Lack of firefighters main reason amalgamation was needed, says MRC

Camilla Faragalli
Thorne Oct. 25 2023
The Municipality of Thorne hosted an information session last week to address increasing concern from residents and ratepayers over the amalgamation of the Thorne and Otter Lake fire departments that occurred nearly three years ago.
In recent months, residents of the municipality have raised concerns about budget and management of the amalgamated department with Thorne’s municipal council.
Karen Kelly, mayor of Thorne, said the meeting was called to “let everybody know why we did what we did.”
Julien Gagnon, the public safety coordinator for MRC Pontiac, was one of the five speakers present, and addressed a key cause for the amalgamation early on.
“We seem to be having the same issue across Canada and across North America,” he said. “There’s a harder and harder time to recruit, and the retention of our firefighters is more and more difficult.”
Gagnon said that with the drop in numbers, it is becoming increasingly necessary to amalgamate fire departments, “so we can not only answer calls together, but also to have the same tactics and strategies in place to work together when fighting fire.”
Gagnon added that provincial legislation mandates a minimum number of certified firefighters be available to answer calls at any given time.
“We always require a minimum of eight, and Thorne no longer had eight firefighters,” Gagnon explained, adding that three times that number of firefighters is what’s recommended.
And so in January 2021, an inter-municipal agreement to amalgamate the Thorne and Otter Lake fire departments was made, and the Pontiac North Fire Department was born.
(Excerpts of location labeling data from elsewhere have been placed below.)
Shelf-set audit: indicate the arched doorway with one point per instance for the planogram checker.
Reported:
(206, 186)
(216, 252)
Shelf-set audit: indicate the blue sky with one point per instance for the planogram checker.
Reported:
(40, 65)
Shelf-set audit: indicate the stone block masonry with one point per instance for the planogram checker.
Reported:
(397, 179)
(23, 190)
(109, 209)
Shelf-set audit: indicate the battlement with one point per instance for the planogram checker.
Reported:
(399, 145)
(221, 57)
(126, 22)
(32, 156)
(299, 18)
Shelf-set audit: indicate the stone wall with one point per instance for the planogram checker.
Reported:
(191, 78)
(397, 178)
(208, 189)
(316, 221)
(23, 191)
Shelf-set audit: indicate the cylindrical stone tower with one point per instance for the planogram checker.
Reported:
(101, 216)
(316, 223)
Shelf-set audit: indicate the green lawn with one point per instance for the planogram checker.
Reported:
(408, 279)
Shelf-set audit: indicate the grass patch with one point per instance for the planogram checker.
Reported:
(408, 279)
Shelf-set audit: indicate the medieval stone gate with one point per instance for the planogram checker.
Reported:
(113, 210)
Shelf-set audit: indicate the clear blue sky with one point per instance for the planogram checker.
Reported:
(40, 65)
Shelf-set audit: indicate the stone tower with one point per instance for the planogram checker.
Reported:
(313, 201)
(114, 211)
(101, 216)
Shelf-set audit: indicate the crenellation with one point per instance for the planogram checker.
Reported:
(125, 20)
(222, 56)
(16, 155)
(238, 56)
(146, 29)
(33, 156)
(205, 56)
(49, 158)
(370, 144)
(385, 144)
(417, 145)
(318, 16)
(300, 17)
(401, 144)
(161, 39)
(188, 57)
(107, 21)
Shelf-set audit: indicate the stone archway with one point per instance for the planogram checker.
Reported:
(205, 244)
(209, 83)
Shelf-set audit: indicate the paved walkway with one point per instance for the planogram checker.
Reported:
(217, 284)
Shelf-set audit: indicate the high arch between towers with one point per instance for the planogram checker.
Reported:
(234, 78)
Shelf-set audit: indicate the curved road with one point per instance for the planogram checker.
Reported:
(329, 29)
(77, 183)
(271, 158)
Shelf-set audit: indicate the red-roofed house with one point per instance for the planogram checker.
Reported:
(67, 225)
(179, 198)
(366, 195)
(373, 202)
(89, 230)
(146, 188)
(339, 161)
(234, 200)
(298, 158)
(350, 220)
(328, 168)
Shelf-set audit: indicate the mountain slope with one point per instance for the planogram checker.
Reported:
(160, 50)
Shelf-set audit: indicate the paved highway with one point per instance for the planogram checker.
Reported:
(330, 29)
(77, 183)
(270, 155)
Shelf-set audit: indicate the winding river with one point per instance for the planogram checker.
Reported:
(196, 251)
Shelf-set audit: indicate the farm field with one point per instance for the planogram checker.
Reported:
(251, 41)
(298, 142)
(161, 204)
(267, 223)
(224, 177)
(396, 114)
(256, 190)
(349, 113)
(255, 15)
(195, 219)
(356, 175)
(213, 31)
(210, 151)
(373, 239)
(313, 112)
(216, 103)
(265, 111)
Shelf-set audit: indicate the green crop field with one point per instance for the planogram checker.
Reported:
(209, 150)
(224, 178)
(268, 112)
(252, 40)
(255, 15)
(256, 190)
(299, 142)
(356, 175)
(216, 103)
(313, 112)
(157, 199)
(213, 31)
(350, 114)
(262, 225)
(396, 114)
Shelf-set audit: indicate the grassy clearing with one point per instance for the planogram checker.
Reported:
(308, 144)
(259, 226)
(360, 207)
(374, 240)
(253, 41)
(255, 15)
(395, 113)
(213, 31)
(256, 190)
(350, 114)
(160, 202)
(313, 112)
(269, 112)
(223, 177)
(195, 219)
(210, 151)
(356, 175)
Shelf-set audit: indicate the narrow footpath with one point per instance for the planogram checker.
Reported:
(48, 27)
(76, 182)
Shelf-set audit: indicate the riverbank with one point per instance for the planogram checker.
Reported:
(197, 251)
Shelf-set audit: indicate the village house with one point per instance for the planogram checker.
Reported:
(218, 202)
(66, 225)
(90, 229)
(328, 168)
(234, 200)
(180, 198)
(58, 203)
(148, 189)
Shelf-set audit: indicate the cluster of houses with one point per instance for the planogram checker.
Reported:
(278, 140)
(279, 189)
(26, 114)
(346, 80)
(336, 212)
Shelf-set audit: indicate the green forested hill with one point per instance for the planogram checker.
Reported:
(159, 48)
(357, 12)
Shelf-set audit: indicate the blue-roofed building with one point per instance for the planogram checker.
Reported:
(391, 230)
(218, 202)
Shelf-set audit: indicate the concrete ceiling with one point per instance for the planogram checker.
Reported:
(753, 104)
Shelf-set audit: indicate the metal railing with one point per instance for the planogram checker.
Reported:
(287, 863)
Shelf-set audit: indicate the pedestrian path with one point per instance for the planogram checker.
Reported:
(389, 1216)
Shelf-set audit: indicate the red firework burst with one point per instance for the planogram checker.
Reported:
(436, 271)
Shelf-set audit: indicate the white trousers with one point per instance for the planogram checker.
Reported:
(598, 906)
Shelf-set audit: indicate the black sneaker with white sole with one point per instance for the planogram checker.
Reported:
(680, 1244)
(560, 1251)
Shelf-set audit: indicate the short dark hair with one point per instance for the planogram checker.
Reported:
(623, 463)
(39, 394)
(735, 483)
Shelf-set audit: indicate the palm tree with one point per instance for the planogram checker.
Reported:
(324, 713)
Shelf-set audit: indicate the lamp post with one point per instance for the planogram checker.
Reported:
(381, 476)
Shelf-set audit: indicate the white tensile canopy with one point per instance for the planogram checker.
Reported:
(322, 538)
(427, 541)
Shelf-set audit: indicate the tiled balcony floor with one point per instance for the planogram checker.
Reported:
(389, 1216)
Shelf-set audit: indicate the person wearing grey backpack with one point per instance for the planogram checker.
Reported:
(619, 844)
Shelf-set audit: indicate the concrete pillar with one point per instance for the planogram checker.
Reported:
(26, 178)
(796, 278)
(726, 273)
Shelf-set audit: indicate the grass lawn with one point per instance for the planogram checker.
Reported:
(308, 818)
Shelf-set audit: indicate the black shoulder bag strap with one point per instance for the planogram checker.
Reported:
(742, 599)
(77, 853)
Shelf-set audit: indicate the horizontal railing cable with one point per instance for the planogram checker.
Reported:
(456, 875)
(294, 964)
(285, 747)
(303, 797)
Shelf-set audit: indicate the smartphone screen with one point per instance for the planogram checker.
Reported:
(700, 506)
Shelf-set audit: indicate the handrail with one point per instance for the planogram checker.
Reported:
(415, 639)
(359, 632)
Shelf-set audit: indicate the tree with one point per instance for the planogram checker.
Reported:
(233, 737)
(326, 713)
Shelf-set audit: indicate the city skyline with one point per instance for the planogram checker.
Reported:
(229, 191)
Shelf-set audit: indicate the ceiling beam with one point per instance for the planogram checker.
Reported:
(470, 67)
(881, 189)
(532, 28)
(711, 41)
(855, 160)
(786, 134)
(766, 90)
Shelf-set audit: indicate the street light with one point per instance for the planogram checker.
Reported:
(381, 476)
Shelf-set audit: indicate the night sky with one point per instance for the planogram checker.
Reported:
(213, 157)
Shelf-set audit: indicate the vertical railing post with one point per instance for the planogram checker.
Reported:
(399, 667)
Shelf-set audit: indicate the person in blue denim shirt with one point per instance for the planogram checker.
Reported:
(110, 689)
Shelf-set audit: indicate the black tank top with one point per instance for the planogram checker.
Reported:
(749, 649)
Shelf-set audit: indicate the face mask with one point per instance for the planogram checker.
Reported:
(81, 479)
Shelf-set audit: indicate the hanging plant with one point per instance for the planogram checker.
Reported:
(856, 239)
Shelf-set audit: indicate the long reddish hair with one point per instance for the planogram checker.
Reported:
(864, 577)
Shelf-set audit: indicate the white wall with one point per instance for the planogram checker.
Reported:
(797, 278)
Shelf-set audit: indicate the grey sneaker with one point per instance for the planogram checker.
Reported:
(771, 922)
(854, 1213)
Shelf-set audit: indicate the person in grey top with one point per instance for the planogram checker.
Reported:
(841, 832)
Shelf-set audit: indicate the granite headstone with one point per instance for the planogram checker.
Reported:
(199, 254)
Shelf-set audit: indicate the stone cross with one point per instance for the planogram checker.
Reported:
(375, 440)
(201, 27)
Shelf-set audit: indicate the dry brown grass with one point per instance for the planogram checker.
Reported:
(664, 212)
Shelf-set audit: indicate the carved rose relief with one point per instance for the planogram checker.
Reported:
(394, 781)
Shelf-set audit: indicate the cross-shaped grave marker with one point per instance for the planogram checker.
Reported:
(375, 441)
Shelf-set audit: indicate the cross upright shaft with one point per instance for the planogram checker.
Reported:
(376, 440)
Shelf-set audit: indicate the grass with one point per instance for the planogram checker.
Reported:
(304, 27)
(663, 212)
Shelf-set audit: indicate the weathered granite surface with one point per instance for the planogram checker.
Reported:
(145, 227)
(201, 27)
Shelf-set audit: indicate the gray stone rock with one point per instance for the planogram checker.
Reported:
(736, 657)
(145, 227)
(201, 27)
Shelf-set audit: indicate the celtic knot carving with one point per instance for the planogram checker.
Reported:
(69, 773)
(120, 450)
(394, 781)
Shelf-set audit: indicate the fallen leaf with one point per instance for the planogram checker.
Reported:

Pontiac North Fire Department director and chief Denis Chaussé cited an increase in 911 calls as another major factor necessitating amalgamation.

“Year after year, your fire department received more demands from the 9-1-1 services,” Chaussé said, addressing the Thorne community.
“We have structural fires, car fires, water fires, bush fires, electric fires… Today we also have motor-vehicle accidents, water rescue, and off-road rescue assistance,” Chaussé said.
Operating costs rising
Chief Chaussé also received questions regarding the budget and spending of the Pontiac North Fire Department.
While the departments are officially amalgamated, budgets are calculated separately for services to each municipality.
Chief Chaussé said the Thorne fire department budget for 2022 was around $77,000, and rose subsequently in 2023 to over $96,000.
The Otter Lake Fire Department budget estimate for 2023 is $221,470.
This brings the Pontiac North Fire Department’s budget to over $300,000.
He cited new equipment, regular inspections and verification of equipment, along with the increasing costs caused by inflation as key factors driving the budget upward.
“When you got cheap equipment, you get cheap results,” said Chaussé, adding the department was investing in higher quality equipment, like leather boots, which he said are ergonomically better for the firefighters than the cheaper rubber boots they’d used previously.
He also reminded residents at the meeting that each firefighter costs the municipality $160 an hour.
Ronnie Vadneau, a Pontiac North firefighter who worked in the Otter Lake Fire Department for 30 years prior to the amalgamation, said he felt that people view firefighters as an expense.
“I don’t think we’re an expense,” Vadneau said. “We’re indispensable.”
Vadneau said he believes the amalgamation should have happened a year prior to when it did.
“It is something that is greatly needed between the two fire departments.”
Mayor Kelly said she believes the concerns of the ratepayers were adequately satisfied by the meeting.
“The majority of them will be happy now,” she said. “They’ll be happy that we had this meeting and they got some of their queries answered.”